It is well-known that the healthcare industry tends to be slower to adopt new technologies, even though it often stands to be among the biggest beneficiaries. Nowhere is this more the case than in the use of big data.
While big data from social media has already shown itself to be invaluable as an early warning system for disease outbreaks, there are other potential uses that speak more directly to the individual. For instance, what if your healthy lifestyle choices would translate into lower insurance premiums?
Insurance companies are showing increasing interest in the so-called Quantified Self (QS) movement and apps, which involve incorporating data acquisition into aspects of a person’s daily life, including foods consumed, blood oxygen levels, physical activity and even the quality of the surrounding air. It usually requires self-monitoring or self-sensing technology. Aetna’s CarePass is an example that moves in this direction. Here, the health insurer is using IT to help people choose apps to monitor progress toward a healthier lifestyle. It is yet another indication—along with discounts for not smoking—that health carriers might be ready to follow the lead of auto insurance companies and reward responsible lifestyle choices with lower premiums, just as safe drivers get breaks. Ultimately, this may well lead to healthier people and the real Holy Grail—lower healthcare costs.
While an attractive thought for many, it requires—like most potential data advances for healthcare—a willingness by individuals to share personal information. In general, people don’t like to share their data and in fact there are relatively strict laws that protect them from having to do so. But part of that resistance may stem from the fact that insurance companies are not transparent about how they will use the data when they get it.

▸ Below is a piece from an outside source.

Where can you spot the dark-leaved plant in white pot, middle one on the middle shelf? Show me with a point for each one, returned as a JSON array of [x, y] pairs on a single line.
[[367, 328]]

There’s no doubt that the lack of transparency around data usage is one obstacle that is slowing its application in the health arena. A recent study revealed that 20 of the most popular health apps are sharing data with more than 70 advertising and analytics companies. Did the consumers who bought them know that would happen? Perhaps the tech savvy among them guessed as much, but these were being sold to a much broader public that was unlikely to suspect. And while the developers might argue that the intelligence would help them perfect the product and more effectively market, it doesn’t seem unreasonable to ask that consumers be told in advance about where their data will go.

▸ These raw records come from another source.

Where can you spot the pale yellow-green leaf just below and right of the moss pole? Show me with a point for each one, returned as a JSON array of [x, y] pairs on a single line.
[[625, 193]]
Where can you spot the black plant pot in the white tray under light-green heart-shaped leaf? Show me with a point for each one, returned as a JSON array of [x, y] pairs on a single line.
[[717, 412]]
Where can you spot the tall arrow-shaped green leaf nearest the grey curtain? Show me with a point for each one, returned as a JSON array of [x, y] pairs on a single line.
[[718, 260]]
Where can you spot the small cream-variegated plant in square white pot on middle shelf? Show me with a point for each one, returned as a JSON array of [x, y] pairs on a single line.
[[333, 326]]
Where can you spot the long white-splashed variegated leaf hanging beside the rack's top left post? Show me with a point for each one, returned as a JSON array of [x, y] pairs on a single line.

If the QS revolution is to be adopted en masse, where almost everyone’s data is collected 24/7 in a passive and non-intrusive fashion, resolving privacy issues and upselling the benefits of these devices to both healthcare providers and patients are paramount. But the level of distrust may make it a tough sell initially.

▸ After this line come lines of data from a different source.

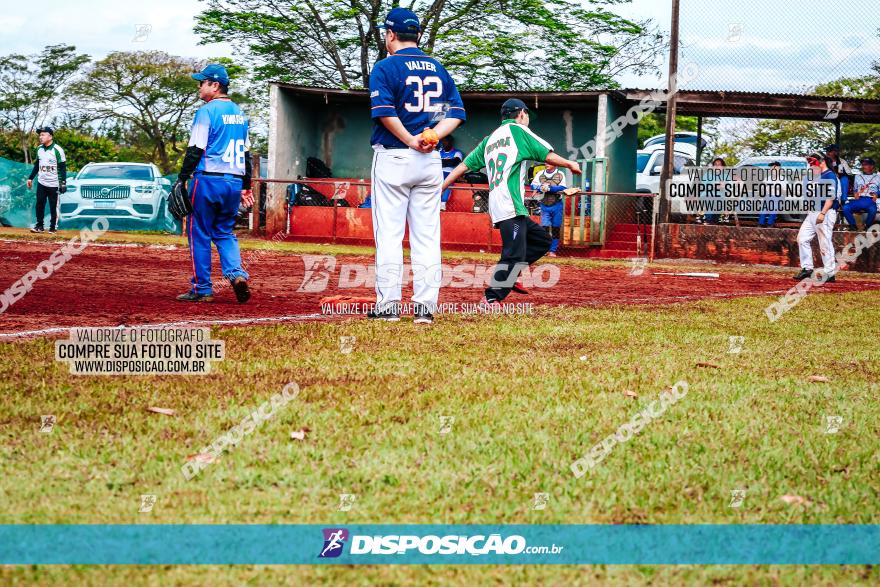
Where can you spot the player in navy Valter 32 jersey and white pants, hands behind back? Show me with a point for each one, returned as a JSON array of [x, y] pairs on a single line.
[[409, 92]]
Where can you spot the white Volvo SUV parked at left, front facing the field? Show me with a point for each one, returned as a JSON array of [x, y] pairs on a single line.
[[128, 192]]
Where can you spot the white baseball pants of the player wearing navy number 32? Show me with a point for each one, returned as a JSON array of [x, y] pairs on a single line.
[[406, 190]]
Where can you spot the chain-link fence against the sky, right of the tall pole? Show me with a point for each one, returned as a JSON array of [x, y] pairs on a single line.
[[777, 47]]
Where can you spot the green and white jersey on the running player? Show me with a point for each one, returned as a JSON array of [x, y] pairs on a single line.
[[504, 154]]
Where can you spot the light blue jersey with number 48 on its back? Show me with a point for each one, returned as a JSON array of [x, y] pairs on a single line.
[[221, 130]]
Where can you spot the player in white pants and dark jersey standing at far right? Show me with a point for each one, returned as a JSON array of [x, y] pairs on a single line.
[[821, 224]]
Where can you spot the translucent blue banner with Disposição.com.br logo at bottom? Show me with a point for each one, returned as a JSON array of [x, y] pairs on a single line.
[[439, 544]]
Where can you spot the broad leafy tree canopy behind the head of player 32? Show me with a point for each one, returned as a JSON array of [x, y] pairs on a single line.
[[500, 44]]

John Wilbanks, Chief Commons Officer at the open science biotechnology research institute Sage Bionetworks, suggested in his TED talk that we should “pool our medical data,” that apps can make discoveries much more quickly and cheaply than traditional research. For example, with a data set of millions created in just a few months, the diet app Eatery found that people rate their own food as healthier than other people’s. This reveals a lot about attitudes and perhaps why dieting is so difficult for some. Yet, without being able to integrate this finding with existing research its benefit is minimal.
The Indiana Health Information Exchange and Predixion Software have been working in partnership to use pooled data to reduce patient readmissions to hospitals. The Institute of Medicine advocates the use of big data to ensure earlier detection of disease outbreaks and as such allow better targeting of required services. Who can argue that any of these are bad goals?
When given the opportunity people are willing to go through a much more complicated routine to share their blood and even their organs, yet they are not given the opportunity to share their data, which is much less invasive procedure but potentially as useful. At the end of the day it will take a lot of education of both the industry and the consumer to fully incorporate big data into health.